Su apelación a no negar en bloque todo lo que se hizo en esa década es lo que más llama la atención. Pues si algo caracterizó a las reformas de esa etapa fue el fundamentalismo con que se dio por caducada toda práctica anterior sin siquiera detenerse a evaluar o recuperar las experiencias construidas en un país que en la década del 60 ostentaba los mismos índices culturales y educativos que Canadá.
Fue así como desde la soberbia de los tecnócratas se demonizó como parte de lo obsoleto cualquier apelación a la gradualidad y a reconocer los tiempos históricos de construcción que demandan las instituciones educativas. Lejos de escuchar a los educadores, se los sometió a las reformas, inmovilizados, como quien es conectado a un aparato de diálisis.

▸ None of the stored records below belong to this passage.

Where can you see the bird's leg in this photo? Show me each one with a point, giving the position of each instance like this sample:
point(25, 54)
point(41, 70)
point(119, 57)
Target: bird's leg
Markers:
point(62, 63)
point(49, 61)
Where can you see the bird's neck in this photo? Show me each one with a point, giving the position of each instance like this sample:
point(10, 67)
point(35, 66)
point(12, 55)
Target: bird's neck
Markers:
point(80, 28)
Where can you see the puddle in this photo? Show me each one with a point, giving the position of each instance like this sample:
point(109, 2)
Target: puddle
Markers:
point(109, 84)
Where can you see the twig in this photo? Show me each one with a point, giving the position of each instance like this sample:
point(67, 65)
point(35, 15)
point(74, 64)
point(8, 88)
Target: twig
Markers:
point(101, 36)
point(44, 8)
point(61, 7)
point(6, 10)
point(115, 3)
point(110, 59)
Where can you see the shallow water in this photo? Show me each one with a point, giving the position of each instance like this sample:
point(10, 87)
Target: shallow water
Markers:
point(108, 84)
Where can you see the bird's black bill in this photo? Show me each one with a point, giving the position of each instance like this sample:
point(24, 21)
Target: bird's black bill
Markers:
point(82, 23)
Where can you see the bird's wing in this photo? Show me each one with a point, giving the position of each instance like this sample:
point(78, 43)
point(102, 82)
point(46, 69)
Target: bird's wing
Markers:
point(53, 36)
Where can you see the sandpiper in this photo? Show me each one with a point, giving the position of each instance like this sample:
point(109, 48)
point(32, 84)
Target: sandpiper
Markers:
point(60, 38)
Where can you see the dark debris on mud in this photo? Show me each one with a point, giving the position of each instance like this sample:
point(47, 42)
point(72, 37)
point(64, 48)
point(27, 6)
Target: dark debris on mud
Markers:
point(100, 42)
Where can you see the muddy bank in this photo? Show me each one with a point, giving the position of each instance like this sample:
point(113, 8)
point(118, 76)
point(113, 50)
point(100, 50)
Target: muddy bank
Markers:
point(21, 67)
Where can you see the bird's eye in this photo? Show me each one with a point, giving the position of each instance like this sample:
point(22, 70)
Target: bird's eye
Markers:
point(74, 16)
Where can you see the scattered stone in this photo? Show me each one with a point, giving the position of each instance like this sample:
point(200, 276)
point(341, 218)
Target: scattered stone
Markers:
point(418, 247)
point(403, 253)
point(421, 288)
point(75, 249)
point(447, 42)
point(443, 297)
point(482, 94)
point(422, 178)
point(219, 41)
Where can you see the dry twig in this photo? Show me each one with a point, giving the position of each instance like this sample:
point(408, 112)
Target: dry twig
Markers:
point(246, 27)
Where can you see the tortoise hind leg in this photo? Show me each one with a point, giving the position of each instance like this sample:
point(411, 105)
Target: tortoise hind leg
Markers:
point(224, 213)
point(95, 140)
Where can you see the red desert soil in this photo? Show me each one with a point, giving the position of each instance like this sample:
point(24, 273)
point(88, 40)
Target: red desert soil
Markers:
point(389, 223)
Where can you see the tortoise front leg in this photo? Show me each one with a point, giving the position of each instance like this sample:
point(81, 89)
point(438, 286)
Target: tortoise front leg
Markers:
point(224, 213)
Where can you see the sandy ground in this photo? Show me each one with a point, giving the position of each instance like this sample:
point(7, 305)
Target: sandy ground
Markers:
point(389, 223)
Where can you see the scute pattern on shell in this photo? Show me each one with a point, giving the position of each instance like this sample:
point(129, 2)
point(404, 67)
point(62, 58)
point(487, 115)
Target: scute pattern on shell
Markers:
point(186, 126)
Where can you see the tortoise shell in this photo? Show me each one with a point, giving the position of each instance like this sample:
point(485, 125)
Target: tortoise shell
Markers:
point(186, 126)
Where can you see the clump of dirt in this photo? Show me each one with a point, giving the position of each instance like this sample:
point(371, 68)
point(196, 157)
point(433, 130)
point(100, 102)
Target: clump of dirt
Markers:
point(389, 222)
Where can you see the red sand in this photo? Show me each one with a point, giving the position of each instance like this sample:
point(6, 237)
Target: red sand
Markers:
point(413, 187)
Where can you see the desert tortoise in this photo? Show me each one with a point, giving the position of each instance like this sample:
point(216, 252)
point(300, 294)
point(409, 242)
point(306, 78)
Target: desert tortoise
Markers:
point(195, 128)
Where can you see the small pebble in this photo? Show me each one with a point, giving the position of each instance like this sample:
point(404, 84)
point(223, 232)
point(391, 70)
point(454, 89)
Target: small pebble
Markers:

Y esto es lo que hoy explica la profundidad del colapso educativo que aún padecemos. El carácter desestructurante y liquidacionista de las transformaciones que, supuestamente, nos iban a eyectar al primer mundo y que nos terminaron depositando en esta especie de terreno baldío en el que hoy nos debatimos.
¿Puede todavía negarse que la transferencia de los servicios educativos a las provincias sin garantizar recursos nacionales fue el big-bang de la desigualdad que hizo añicos aquella tradición fundante de la escuela pública argentina de la igualdad de oportunidades?
¿Puede todavía negarse el gravísimo deterioro educativo que a través de medidas impensadas, violatorias de tiempos y principios pedagógicos, produjo la Ley Federal de Educación que arrasó con lo que todavía quedaba en pie de la educación secundaria y técnica?
¿Puede ignorarse, como si se tratara de un dato menor, la degradación profesional y la pauperización a la que fuimos llevados los educadores?
A pesar de algunas cegueras circunstanciales, el diagnóstico ampliamente compartido acerca del fracaso del modelo educativo menemista nos pone ante la oportunidad de reconstruir la escuela pública argentina.